Zira Kürtlerin tabiat-ı meşrutiyetperveranelerine binaen saadetleri meşrutiyettedir.

Ve baskı ve zulümlerden herkesten ziyade biz zarardide olmuştuk.

Bundan dolayı meşrutiyet ve istibdatın ne anlama geldiğini, halkın zihinlerindeki yansımasının ne olduğunu teşhis edip tespit etmek vazifesi de bu asrın manevi doktoru Bediüzzaman hazretlerine aitti.

 Burada bahse konu olan“meşrutiyet” kelimesi, halkın yönetimde söz sahibi olduğu ve kendi seçtiği temsilciler vasıtasıyla yönetildiği “Cumhuriyet” ve bunun halk içinde yaşamsal yansıması olan  “Demokrasi” anlamlarıyla eşdeğer bir ifadedir.

 Bununla birlikte “İstibdat” kelimesi ise haksızlık, adaletsizlik ve keyfi muamelelerin egemen olduğu, “Baskı” ve “Zulüm” rejimleri anlamında kullanılmıştır.

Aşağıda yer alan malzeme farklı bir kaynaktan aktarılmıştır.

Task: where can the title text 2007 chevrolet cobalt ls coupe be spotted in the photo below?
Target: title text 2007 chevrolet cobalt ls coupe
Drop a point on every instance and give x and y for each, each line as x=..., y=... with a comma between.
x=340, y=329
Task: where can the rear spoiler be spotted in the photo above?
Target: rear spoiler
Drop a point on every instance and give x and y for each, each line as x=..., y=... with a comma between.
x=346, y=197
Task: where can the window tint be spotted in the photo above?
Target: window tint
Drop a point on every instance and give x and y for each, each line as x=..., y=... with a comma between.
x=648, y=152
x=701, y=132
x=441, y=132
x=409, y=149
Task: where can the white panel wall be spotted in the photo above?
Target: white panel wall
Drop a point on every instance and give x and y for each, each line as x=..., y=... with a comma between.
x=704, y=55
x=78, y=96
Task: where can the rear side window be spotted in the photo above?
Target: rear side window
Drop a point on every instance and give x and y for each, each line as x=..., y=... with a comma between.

 Evet, meşrutiyeti, demokrasiyi ve bunun muhalifi olan İstibdat ve baskı akımlarını gayet garib bir surette telakki eden bu millete evvela İstibdat rejimini şöylece tarif edip ders veriyordu:

“İstibdat tahakkümdür, muâmele-i keyfiyedir, kuvvete istinad ile cebirdir, rey-i vâhiddir, sû-i istimâlâta gâyet müsâit bir zemindir, zulmün temelidir, insâniyetin mâhisidir. Sefâlet derelerinin esfel-i sâfilînine insanı tekerlendiren ve âlem-i İslâmiyeti zillet ve sefâlete düşürttüren ve ağrâz ve husûmeti uyandıran ve İslâmiyeti zehirlendiren, hatta herşeye sirâyet ile zehrini atan bir hastalıktır.”  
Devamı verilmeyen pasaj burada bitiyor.